Non profit organisation

Results for Development (R4D) is a global nonprofit strategy consulting organization.

==Regions and countries==
Results for Development is active in more than 55 countries.

==History==
Founded in 2008 by David de Ferranti, who served with the World Bank and various international foundations, including the Rockefeller Foundation. De Ferranti worked at RAND Corporation and was a senior fellow at the Brookings Institution.

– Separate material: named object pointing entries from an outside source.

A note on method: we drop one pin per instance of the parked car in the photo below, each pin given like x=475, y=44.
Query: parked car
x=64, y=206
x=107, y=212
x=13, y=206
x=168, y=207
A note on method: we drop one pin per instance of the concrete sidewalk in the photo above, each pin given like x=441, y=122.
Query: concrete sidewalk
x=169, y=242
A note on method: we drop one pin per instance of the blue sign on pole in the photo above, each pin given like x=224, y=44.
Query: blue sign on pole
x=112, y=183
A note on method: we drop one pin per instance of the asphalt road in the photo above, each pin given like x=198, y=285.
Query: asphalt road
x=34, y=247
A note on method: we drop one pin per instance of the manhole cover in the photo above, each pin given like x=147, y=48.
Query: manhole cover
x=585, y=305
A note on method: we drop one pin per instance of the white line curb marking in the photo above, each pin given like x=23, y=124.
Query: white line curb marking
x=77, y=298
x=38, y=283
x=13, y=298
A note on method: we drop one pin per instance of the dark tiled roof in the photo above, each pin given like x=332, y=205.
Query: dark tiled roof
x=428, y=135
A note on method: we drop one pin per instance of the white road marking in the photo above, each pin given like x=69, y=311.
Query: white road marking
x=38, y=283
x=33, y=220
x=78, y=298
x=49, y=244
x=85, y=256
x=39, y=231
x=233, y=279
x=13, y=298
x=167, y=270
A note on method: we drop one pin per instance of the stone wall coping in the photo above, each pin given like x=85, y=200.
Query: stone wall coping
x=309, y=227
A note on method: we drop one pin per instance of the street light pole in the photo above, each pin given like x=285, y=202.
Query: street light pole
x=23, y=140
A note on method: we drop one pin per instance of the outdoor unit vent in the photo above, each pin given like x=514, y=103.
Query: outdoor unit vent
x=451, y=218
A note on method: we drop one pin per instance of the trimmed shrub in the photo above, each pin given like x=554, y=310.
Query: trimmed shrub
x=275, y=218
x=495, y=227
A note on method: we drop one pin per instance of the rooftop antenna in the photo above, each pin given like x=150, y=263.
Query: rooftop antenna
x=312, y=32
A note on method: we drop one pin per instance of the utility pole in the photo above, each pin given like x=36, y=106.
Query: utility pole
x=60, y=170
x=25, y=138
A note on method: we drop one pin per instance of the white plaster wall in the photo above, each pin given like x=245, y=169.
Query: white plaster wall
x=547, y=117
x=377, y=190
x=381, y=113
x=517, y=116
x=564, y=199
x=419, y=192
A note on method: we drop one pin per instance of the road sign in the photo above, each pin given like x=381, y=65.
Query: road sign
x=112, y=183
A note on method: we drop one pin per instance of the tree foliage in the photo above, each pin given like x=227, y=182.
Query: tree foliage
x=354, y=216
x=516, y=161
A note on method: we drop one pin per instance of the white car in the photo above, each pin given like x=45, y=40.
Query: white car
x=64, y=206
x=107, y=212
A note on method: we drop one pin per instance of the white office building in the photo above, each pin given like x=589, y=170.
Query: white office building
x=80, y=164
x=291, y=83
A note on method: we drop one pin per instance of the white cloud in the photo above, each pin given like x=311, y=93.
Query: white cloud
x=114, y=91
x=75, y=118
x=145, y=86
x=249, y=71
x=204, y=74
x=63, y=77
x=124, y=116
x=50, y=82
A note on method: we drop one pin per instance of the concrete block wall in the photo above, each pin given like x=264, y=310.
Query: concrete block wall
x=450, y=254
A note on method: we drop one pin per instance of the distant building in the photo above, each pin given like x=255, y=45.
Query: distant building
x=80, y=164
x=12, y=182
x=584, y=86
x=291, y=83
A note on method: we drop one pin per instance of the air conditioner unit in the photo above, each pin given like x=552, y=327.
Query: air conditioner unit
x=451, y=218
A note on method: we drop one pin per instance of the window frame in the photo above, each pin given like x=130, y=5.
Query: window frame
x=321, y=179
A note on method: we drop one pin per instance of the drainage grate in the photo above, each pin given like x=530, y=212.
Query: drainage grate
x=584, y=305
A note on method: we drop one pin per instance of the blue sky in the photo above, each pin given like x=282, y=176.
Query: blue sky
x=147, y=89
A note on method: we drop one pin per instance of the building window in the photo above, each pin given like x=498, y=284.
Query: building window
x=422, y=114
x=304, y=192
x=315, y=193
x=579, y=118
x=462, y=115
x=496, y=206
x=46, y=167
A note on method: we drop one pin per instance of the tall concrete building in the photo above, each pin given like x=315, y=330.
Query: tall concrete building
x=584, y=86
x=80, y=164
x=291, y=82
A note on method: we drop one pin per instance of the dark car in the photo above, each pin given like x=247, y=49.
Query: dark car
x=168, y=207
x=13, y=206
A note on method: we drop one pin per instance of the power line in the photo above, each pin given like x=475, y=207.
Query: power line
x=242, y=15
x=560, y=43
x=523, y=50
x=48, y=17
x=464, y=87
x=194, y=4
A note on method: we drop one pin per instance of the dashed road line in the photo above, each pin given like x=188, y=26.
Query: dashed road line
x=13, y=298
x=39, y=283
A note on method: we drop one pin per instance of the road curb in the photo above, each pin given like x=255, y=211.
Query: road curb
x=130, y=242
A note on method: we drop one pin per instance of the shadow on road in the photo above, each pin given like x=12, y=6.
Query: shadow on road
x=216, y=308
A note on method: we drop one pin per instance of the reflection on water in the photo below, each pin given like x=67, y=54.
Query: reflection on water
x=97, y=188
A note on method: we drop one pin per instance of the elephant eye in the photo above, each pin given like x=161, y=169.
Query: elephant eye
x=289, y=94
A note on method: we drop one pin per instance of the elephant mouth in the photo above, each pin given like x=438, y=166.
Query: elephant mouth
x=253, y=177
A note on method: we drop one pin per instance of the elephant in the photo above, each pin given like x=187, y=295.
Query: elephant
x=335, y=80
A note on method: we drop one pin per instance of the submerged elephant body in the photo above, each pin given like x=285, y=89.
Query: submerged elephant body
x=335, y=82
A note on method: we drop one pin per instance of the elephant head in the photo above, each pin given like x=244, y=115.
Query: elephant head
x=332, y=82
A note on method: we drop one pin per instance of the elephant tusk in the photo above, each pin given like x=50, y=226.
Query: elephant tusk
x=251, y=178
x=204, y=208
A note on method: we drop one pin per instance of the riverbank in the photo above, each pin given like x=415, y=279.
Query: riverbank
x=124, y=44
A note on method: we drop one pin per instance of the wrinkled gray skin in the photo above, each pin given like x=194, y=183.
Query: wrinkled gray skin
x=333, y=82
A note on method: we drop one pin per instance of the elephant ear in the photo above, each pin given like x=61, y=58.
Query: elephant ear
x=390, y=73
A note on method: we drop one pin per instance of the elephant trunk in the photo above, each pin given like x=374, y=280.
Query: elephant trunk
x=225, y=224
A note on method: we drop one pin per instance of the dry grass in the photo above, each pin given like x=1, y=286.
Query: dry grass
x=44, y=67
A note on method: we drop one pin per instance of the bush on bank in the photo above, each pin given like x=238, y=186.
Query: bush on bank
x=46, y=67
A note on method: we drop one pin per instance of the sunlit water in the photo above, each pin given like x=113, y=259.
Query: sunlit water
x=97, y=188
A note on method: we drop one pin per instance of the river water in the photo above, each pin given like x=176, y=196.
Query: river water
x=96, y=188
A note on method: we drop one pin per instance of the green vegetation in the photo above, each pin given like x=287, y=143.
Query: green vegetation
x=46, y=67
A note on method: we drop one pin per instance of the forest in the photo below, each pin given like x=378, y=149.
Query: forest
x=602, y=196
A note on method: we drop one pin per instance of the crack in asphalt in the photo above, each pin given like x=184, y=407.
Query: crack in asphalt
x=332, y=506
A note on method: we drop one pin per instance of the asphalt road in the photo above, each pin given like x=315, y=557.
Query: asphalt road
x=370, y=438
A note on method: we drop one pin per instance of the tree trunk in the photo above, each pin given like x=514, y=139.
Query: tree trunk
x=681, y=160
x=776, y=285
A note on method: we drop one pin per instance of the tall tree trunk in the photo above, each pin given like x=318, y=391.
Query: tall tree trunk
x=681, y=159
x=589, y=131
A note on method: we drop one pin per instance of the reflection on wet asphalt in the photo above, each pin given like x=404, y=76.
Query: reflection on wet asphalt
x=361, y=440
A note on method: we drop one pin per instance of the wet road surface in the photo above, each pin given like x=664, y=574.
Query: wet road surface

He holds a doctorate in economics from Princeton University and a bachelor of arts from Yale College.

== Board of directors ==
Current members of the board include Ngozi Okonjo-Iweala (Former Minister of Finance and Economy of Nigeria), Jorge Quiroga, (Former President of Bolivia), Julio Frenk (President of the University of Miami), Roberto Danino (Former Prime Minister of Peru), Doug Hattaway (President/CEO of Hattaway Communications), Ozgur Karaosmanoglu (SVP of Raymond James & Associates), Dzingai Mutumbuka (Chair of the Association for the Development of Education in Africa), Mark W. Hinkley (Former Executive Vice President of OdysseyRe), and former R4D President David de Ferranti, who chairs the board.